It’s an American-abroad film that never seems to get its act together as to what it’s about.

The American journalist-prostitute Trish Johnson (Margaret Qualley) uses her body to advance her career and to get her stories. When stranded in the Central American city of Managua, with her passport confiscated because she wrote government unapproved stories on kidnappings, she schemes to sneak out of there on a plane and land in Costa Rica.

At a bar Trish meets the mysterious Englishman oil company businessman, Daniel (Joe Alwyn, Taylor Swift’s current boyfriend), who is in Nicaragua supposedly on a humanitarian mission but hints are given he’s some kind of agent trying to destabilize the country.
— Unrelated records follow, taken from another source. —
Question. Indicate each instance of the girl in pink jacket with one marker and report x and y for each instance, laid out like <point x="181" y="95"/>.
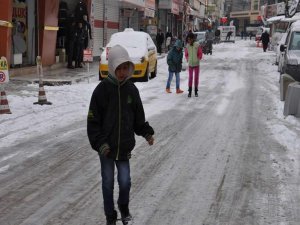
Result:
<point x="193" y="54"/>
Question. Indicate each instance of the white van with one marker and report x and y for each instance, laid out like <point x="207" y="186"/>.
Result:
<point x="291" y="52"/>
<point x="224" y="31"/>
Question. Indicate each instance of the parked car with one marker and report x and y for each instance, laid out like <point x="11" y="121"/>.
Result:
<point x="141" y="49"/>
<point x="279" y="54"/>
<point x="224" y="31"/>
<point x="291" y="51"/>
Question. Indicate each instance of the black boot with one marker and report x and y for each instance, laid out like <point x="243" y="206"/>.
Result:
<point x="125" y="214"/>
<point x="112" y="219"/>
<point x="190" y="92"/>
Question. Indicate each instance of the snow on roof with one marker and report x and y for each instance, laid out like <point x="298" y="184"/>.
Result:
<point x="275" y="18"/>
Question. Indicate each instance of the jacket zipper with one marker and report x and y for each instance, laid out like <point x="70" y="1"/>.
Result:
<point x="118" y="152"/>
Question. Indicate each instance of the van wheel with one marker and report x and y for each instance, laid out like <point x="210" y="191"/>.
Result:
<point x="153" y="74"/>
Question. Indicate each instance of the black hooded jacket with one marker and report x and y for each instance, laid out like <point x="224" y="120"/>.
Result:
<point x="116" y="113"/>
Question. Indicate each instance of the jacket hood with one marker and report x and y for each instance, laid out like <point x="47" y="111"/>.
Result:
<point x="178" y="43"/>
<point x="116" y="56"/>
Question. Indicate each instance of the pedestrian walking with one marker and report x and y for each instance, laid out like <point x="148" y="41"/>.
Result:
<point x="87" y="30"/>
<point x="115" y="115"/>
<point x="80" y="36"/>
<point x="265" y="39"/>
<point x="159" y="40"/>
<point x="228" y="35"/>
<point x="71" y="38"/>
<point x="193" y="55"/>
<point x="174" y="61"/>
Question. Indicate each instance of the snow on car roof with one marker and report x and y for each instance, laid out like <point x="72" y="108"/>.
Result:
<point x="296" y="25"/>
<point x="129" y="38"/>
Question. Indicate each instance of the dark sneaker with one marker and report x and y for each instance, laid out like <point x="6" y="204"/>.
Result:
<point x="125" y="214"/>
<point x="112" y="219"/>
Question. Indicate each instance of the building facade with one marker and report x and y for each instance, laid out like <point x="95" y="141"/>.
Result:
<point x="31" y="28"/>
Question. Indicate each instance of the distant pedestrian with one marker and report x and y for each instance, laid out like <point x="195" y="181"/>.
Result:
<point x="265" y="39"/>
<point x="80" y="36"/>
<point x="174" y="61"/>
<point x="159" y="40"/>
<point x="169" y="37"/>
<point x="229" y="33"/>
<point x="115" y="116"/>
<point x="71" y="38"/>
<point x="193" y="55"/>
<point x="87" y="30"/>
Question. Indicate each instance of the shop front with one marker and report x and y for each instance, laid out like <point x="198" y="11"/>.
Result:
<point x="25" y="34"/>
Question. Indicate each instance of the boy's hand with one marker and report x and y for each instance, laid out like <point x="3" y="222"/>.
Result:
<point x="150" y="140"/>
<point x="104" y="150"/>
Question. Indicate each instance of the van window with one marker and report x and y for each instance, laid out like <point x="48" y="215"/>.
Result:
<point x="295" y="41"/>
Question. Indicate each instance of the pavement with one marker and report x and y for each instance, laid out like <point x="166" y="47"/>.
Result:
<point x="57" y="76"/>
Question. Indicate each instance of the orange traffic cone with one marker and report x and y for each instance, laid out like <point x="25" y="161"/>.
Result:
<point x="4" y="107"/>
<point x="42" y="99"/>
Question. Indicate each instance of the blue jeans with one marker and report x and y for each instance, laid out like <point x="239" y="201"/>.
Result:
<point x="171" y="77"/>
<point x="124" y="180"/>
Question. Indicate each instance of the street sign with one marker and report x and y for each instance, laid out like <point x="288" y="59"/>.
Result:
<point x="4" y="76"/>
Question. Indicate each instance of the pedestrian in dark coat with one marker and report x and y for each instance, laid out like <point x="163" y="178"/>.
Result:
<point x="265" y="39"/>
<point x="174" y="61"/>
<point x="159" y="40"/>
<point x="71" y="39"/>
<point x="88" y="31"/>
<point x="79" y="44"/>
<point x="115" y="115"/>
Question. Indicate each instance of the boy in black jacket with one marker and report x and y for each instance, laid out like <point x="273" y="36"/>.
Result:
<point x="116" y="113"/>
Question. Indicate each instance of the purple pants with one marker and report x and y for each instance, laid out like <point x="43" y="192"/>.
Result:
<point x="191" y="71"/>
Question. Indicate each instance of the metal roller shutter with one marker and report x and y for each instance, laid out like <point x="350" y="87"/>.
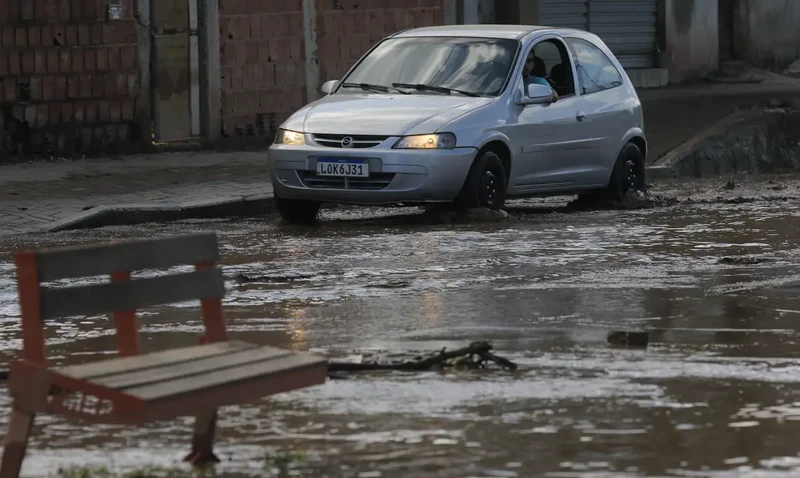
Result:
<point x="627" y="26"/>
<point x="629" y="29"/>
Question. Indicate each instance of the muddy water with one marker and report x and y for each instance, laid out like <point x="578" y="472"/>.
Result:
<point x="716" y="394"/>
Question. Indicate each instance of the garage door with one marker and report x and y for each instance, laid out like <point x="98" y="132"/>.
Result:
<point x="627" y="26"/>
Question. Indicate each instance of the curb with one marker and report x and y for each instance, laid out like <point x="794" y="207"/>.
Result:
<point x="132" y="214"/>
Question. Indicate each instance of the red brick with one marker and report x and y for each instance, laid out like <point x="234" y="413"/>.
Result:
<point x="10" y="87"/>
<point x="7" y="37"/>
<point x="36" y="88"/>
<point x="42" y="115"/>
<point x="128" y="58"/>
<point x="53" y="61"/>
<point x="236" y="78"/>
<point x="255" y="27"/>
<point x="55" y="114"/>
<point x="64" y="10"/>
<point x="110" y="84"/>
<point x="114" y="58"/>
<point x="90" y="59"/>
<point x="34" y="35"/>
<point x="64" y="60"/>
<point x="263" y="51"/>
<point x="73" y="87"/>
<point x="28" y="62"/>
<point x="122" y="84"/>
<point x="86" y="86"/>
<point x="98" y="86"/>
<point x="102" y="59"/>
<point x="67" y="113"/>
<point x="77" y="61"/>
<point x="83" y="34"/>
<point x="48" y="88"/>
<point x="26" y="10"/>
<point x="21" y="37"/>
<point x="240" y="53"/>
<point x="96" y="33"/>
<point x="247" y="77"/>
<point x="90" y="112"/>
<point x="103" y="111"/>
<point x="133" y="85"/>
<point x="30" y="115"/>
<point x="116" y="111"/>
<point x="128" y="109"/>
<point x="90" y="9"/>
<point x="61" y="87"/>
<point x="79" y="112"/>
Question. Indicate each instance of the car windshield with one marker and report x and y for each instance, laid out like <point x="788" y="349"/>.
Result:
<point x="472" y="65"/>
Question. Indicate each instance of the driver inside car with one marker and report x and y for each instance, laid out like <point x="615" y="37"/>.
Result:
<point x="535" y="72"/>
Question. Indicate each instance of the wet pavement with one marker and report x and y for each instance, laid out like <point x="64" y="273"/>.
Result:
<point x="713" y="275"/>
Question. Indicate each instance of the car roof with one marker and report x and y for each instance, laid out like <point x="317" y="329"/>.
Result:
<point x="514" y="32"/>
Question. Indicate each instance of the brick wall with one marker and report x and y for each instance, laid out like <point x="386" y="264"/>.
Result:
<point x="68" y="79"/>
<point x="346" y="29"/>
<point x="262" y="54"/>
<point x="262" y="66"/>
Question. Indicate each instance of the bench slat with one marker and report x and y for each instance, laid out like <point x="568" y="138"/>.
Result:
<point x="152" y="361"/>
<point x="124" y="256"/>
<point x="131" y="295"/>
<point x="228" y="377"/>
<point x="192" y="368"/>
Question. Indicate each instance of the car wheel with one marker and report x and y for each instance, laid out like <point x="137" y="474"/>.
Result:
<point x="297" y="210"/>
<point x="485" y="185"/>
<point x="628" y="174"/>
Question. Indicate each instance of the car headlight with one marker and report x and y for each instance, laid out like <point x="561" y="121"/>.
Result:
<point x="428" y="141"/>
<point x="290" y="138"/>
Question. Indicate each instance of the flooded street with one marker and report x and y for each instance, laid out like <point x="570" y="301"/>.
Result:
<point x="714" y="277"/>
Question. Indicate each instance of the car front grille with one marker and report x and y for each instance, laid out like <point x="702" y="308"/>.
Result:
<point x="375" y="181"/>
<point x="356" y="141"/>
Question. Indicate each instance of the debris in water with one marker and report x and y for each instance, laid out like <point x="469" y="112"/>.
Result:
<point x="629" y="339"/>
<point x="742" y="260"/>
<point x="475" y="356"/>
<point x="242" y="277"/>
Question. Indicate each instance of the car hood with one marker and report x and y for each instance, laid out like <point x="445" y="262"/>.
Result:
<point x="382" y="114"/>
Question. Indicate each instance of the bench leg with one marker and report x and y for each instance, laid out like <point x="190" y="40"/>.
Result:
<point x="205" y="427"/>
<point x="15" y="443"/>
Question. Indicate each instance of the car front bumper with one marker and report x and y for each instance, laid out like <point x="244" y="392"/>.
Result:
<point x="395" y="176"/>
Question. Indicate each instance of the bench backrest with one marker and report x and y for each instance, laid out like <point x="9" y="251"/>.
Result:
<point x="122" y="295"/>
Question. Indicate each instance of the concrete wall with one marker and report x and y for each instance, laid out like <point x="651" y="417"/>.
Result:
<point x="68" y="78"/>
<point x="766" y="32"/>
<point x="692" y="38"/>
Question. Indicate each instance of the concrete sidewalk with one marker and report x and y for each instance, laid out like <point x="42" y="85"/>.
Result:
<point x="42" y="196"/>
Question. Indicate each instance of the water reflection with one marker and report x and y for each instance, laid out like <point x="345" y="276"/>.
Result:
<point x="716" y="392"/>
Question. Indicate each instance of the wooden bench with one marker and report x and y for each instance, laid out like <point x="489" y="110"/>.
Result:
<point x="136" y="388"/>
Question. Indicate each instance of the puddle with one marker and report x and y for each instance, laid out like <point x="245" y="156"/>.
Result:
<point x="715" y="280"/>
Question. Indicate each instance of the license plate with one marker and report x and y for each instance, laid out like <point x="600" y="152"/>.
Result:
<point x="355" y="168"/>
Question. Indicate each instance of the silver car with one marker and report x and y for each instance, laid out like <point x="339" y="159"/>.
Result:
<point x="467" y="115"/>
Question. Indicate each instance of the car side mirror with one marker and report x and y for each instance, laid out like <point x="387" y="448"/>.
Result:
<point x="537" y="95"/>
<point x="328" y="86"/>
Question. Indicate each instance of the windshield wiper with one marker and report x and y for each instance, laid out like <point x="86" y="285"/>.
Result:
<point x="373" y="87"/>
<point x="441" y="89"/>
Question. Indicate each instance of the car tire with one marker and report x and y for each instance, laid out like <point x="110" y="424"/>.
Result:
<point x="628" y="174"/>
<point x="485" y="185"/>
<point x="297" y="211"/>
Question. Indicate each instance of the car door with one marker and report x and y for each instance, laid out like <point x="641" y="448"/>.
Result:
<point x="607" y="106"/>
<point x="549" y="138"/>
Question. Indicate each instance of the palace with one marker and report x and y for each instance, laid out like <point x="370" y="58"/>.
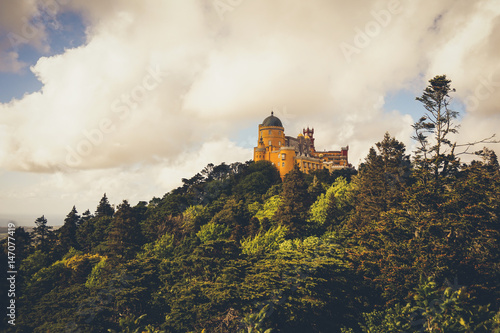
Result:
<point x="285" y="151"/>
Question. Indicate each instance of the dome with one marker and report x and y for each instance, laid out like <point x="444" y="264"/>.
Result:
<point x="272" y="121"/>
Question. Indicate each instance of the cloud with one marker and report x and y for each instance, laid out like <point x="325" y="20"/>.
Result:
<point x="329" y="64"/>
<point x="9" y="62"/>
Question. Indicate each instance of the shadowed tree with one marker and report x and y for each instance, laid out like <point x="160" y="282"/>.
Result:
<point x="67" y="233"/>
<point x="293" y="211"/>
<point x="104" y="208"/>
<point x="125" y="235"/>
<point x="42" y="233"/>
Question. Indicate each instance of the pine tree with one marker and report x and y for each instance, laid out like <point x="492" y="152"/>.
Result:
<point x="381" y="181"/>
<point x="42" y="233"/>
<point x="67" y="233"/>
<point x="104" y="208"/>
<point x="294" y="208"/>
<point x="125" y="235"/>
<point x="435" y="154"/>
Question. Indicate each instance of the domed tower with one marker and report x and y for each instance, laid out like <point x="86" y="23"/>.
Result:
<point x="271" y="137"/>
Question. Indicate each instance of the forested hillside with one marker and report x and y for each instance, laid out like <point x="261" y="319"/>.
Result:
<point x="404" y="244"/>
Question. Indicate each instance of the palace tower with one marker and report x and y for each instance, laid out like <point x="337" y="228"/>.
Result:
<point x="285" y="151"/>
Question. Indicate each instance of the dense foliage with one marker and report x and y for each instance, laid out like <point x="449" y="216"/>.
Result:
<point x="402" y="245"/>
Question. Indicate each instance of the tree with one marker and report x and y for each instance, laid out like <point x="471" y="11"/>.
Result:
<point x="104" y="208"/>
<point x="294" y="208"/>
<point x="67" y="233"/>
<point x="125" y="236"/>
<point x="381" y="180"/>
<point x="436" y="155"/>
<point x="42" y="233"/>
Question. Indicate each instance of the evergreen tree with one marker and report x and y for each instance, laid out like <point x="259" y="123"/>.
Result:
<point x="104" y="208"/>
<point x="294" y="208"/>
<point x="67" y="233"/>
<point x="42" y="233"/>
<point x="435" y="154"/>
<point x="125" y="235"/>
<point x="379" y="186"/>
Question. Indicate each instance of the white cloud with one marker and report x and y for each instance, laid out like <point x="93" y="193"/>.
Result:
<point x="220" y="75"/>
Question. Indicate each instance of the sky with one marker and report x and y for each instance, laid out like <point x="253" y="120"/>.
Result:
<point x="127" y="97"/>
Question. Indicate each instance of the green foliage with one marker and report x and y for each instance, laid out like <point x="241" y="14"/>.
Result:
<point x="433" y="309"/>
<point x="97" y="276"/>
<point x="332" y="205"/>
<point x="213" y="232"/>
<point x="293" y="211"/>
<point x="268" y="209"/>
<point x="162" y="248"/>
<point x="254" y="322"/>
<point x="234" y="249"/>
<point x="42" y="233"/>
<point x="264" y="242"/>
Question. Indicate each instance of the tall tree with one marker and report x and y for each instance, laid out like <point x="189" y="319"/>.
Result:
<point x="381" y="180"/>
<point x="433" y="130"/>
<point x="125" y="236"/>
<point x="42" y="233"/>
<point x="294" y="208"/>
<point x="67" y="233"/>
<point x="104" y="208"/>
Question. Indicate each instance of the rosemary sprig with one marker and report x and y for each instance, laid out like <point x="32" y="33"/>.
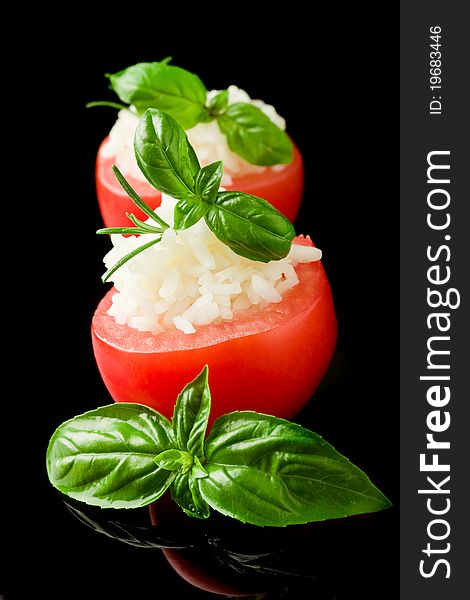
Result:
<point x="139" y="229"/>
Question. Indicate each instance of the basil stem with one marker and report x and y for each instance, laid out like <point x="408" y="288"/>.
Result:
<point x="253" y="467"/>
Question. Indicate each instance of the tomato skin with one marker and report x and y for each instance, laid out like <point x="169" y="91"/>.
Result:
<point x="270" y="361"/>
<point x="283" y="189"/>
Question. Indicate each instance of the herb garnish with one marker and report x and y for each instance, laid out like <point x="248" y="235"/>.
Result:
<point x="248" y="225"/>
<point x="250" y="133"/>
<point x="253" y="467"/>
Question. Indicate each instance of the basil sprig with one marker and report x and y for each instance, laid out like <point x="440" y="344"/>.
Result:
<point x="253" y="467"/>
<point x="248" y="225"/>
<point x="181" y="94"/>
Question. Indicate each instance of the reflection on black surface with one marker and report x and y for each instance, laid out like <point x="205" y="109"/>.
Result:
<point x="222" y="556"/>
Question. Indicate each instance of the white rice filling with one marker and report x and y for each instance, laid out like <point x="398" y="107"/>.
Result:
<point x="190" y="278"/>
<point x="207" y="140"/>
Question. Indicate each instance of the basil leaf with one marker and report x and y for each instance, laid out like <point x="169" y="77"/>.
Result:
<point x="106" y="456"/>
<point x="159" y="85"/>
<point x="188" y="212"/>
<point x="250" y="226"/>
<point x="185" y="492"/>
<point x="252" y="135"/>
<point x="165" y="156"/>
<point x="208" y="181"/>
<point x="191" y="415"/>
<point x="173" y="460"/>
<point x="267" y="471"/>
<point x="218" y="103"/>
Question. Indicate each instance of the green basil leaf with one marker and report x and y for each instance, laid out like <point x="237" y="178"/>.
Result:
<point x="267" y="471"/>
<point x="105" y="457"/>
<point x="218" y="103"/>
<point x="159" y="85"/>
<point x="174" y="460"/>
<point x="189" y="212"/>
<point x="208" y="181"/>
<point x="250" y="226"/>
<point x="165" y="156"/>
<point x="185" y="492"/>
<point x="191" y="415"/>
<point x="252" y="135"/>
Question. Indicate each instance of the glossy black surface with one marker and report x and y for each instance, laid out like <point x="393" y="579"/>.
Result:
<point x="350" y="208"/>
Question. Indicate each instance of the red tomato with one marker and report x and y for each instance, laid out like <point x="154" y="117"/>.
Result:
<point x="283" y="189"/>
<point x="268" y="360"/>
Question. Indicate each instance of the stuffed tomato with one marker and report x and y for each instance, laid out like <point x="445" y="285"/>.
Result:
<point x="270" y="360"/>
<point x="283" y="188"/>
<point x="212" y="277"/>
<point x="247" y="135"/>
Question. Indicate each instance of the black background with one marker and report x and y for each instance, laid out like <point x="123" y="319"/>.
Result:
<point x="334" y="80"/>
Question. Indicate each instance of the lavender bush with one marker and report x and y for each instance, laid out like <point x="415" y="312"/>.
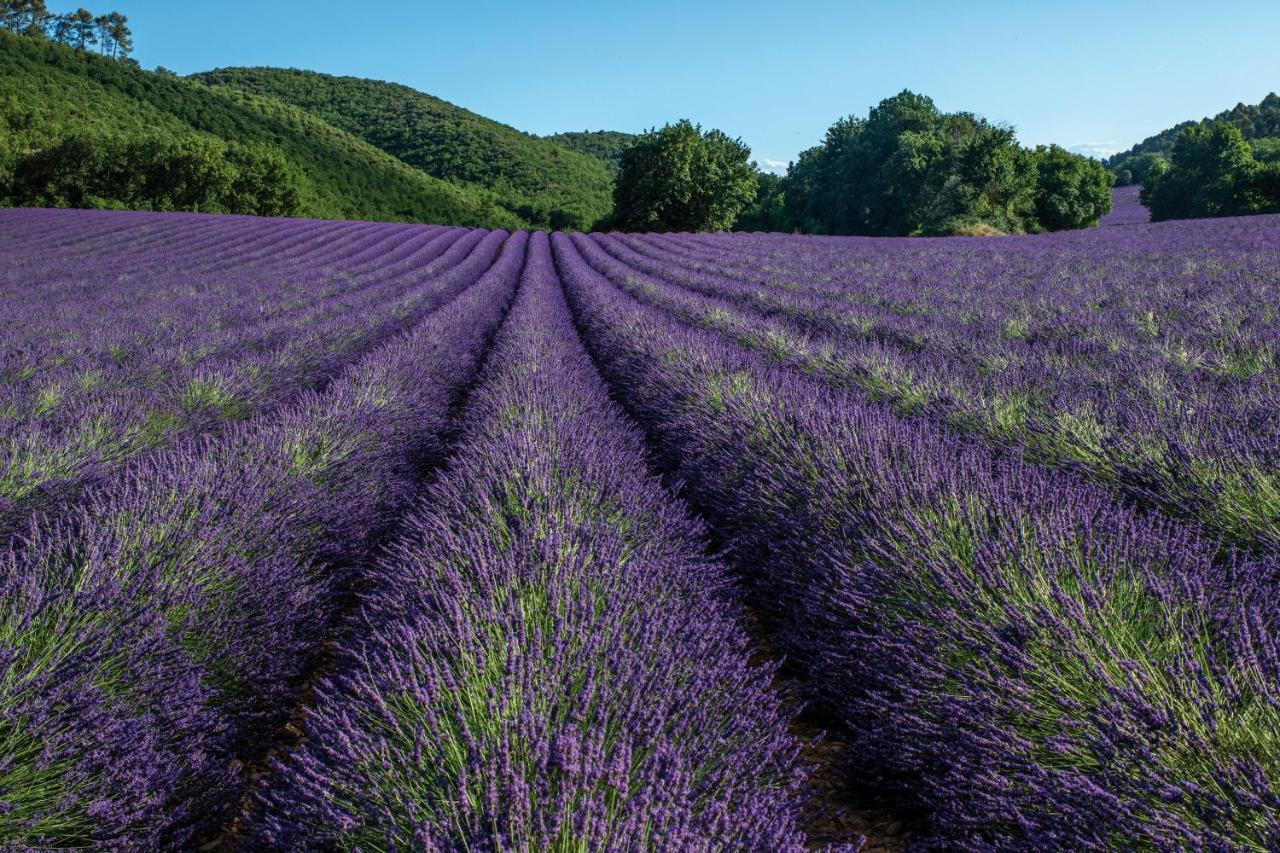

Trish prostitutes herself to him for American money, and he falls for her.

The needy Trish then meets an affable CIA agent (Benny Safdie, in a cameo), hiding his dark side, and we have already seen her amusing editor of a travel magazine (John C. Reilly), as Trish’s boss appears in a Skype.

It’s a chaotic, titillating and cynical film drowning in its own messiness. Qualley’s weird performance is an interesting one, but not enough to keep me interested in characters I’m not interested in.


Stars at Noon never figures out what it’s about, and strains to be poignant when it tries to be relevant.

It played at the Cannes Film Festival.